NIA are scored and ranked separately to standard research proposals during the prioritisation panel, since the 2 schemes have different objectives and assessment criteria.

However, applicants should be aware that NIA and standard research proposals are funded from the same budget. Accordingly, the number of successful NIA depends on the overall quality of all proposals at the panel and the funding available.

Am I allowed a project co-lead on a NIA?

If the grant crosses disciplinary boundaries, a project co-lead is permitted in exceptional circumstances if it is clearly demonstrated they are from a different discipline to the project lead, and are providing critical and complementary expertise.

The NIA is an individual award which is intended to support the project lead or in developing research independence, and the proposal should be developed accordingly.

Co-leads on NIAs must meet the general eligibility criteria for co-leads. However, they are not subject to the same eligibility restrictions as new investigators. Collaboration with more established researchers is permitted.

For example, in most cases we would not expect the co-lead to be from the same department, school, or similar facility as the project lead.

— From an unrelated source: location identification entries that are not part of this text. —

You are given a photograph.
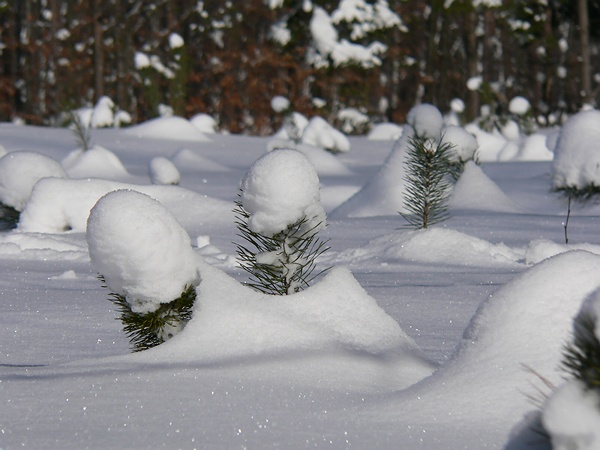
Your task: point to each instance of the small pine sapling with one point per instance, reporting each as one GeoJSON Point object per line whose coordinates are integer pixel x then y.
{"type": "Point", "coordinates": [581, 358]}
{"type": "Point", "coordinates": [147, 330]}
{"type": "Point", "coordinates": [281, 264]}
{"type": "Point", "coordinates": [427, 183]}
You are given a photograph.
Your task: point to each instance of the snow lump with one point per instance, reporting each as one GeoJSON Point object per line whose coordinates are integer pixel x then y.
{"type": "Point", "coordinates": [141, 250]}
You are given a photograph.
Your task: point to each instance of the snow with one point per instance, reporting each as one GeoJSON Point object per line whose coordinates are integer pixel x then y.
{"type": "Point", "coordinates": [426, 121]}
{"type": "Point", "coordinates": [577, 153]}
{"type": "Point", "coordinates": [414, 339]}
{"type": "Point", "coordinates": [519, 106]}
{"type": "Point", "coordinates": [20, 171]}
{"type": "Point", "coordinates": [280, 189]}
{"type": "Point", "coordinates": [163, 171]}
{"type": "Point", "coordinates": [140, 249]}
{"type": "Point", "coordinates": [319, 133]}
{"type": "Point", "coordinates": [280, 104]}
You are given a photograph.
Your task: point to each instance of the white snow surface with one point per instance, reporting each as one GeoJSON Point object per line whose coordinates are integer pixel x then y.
{"type": "Point", "coordinates": [342, 364]}
{"type": "Point", "coordinates": [577, 153]}
{"type": "Point", "coordinates": [20, 171]}
{"type": "Point", "coordinates": [280, 189]}
{"type": "Point", "coordinates": [140, 249]}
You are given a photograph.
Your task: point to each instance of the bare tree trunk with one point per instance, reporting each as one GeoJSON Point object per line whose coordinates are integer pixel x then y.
{"type": "Point", "coordinates": [584, 36]}
{"type": "Point", "coordinates": [98, 50]}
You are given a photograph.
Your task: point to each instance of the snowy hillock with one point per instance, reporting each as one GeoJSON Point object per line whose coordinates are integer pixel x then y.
{"type": "Point", "coordinates": [174, 128]}
{"type": "Point", "coordinates": [96, 162]}
{"type": "Point", "coordinates": [20, 171]}
{"type": "Point", "coordinates": [58, 205]}
{"type": "Point", "coordinates": [474, 190]}
{"type": "Point", "coordinates": [486, 384]}
{"type": "Point", "coordinates": [332, 333]}
{"type": "Point", "coordinates": [435, 245]}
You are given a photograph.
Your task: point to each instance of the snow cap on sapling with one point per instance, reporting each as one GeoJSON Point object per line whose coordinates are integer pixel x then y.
{"type": "Point", "coordinates": [280, 189]}
{"type": "Point", "coordinates": [140, 249]}
{"type": "Point", "coordinates": [463, 144]}
{"type": "Point", "coordinates": [426, 121]}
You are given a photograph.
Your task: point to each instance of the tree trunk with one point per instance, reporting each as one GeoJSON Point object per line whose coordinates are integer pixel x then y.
{"type": "Point", "coordinates": [584, 37]}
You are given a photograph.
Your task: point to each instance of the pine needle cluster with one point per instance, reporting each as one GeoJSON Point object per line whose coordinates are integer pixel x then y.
{"type": "Point", "coordinates": [147, 330]}
{"type": "Point", "coordinates": [428, 182]}
{"type": "Point", "coordinates": [581, 358]}
{"type": "Point", "coordinates": [9, 217]}
{"type": "Point", "coordinates": [281, 264]}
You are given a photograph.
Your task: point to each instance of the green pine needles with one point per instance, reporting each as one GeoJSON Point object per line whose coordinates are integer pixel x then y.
{"type": "Point", "coordinates": [282, 264]}
{"type": "Point", "coordinates": [581, 358]}
{"type": "Point", "coordinates": [147, 330]}
{"type": "Point", "coordinates": [428, 182]}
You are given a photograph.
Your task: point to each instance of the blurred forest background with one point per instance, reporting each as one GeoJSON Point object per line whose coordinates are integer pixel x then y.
{"type": "Point", "coordinates": [230, 58]}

Researcher co-leads are not permitted on NIAs. NIAs are individual awards and designed to develop the independent research vision of the applicant, therefore it is not appropriate for someone else to have sufficient input into the research direction to have researcher co-lead status.

The UKRI-RCN Money Follows Cooperation Agreement does not apply to the EPSRC NIA funding opportunity.

Can I include equipment or instrument development on a NIA?

Yes, if it is project-specific and justified. Those who are seeking to substantially exceed this value should consider other funding mechanisms.

Can I have project partners on a NIA?

Yes. Project partners are treated the same way as standard mode grants project partners letter of support. Please note that academic project partners cannot be from the same institution as the applicant. Please see the ‘project partners’ section in the UKRI Funding Service form.

Can I transfer with my NIA to a different institution?

Yes, if there is a minimum of six months duration left on the grant. A request to transfer to another host organisation should be submitted via your research office. Equivalent or greater research organisation support should be described and provided by the new institution.

Can my NIA be transferred to a new principal investigator (‘project lead’ in the UKRI Funding Service)?

In general no, a NIA can only be held by the original applicant. There may be some circumstances where we would permit the project to continue under the guidance of a new project lead, but you must write to us first. Such circumstances may include the project nearing completion, or the need to maintain staff in post.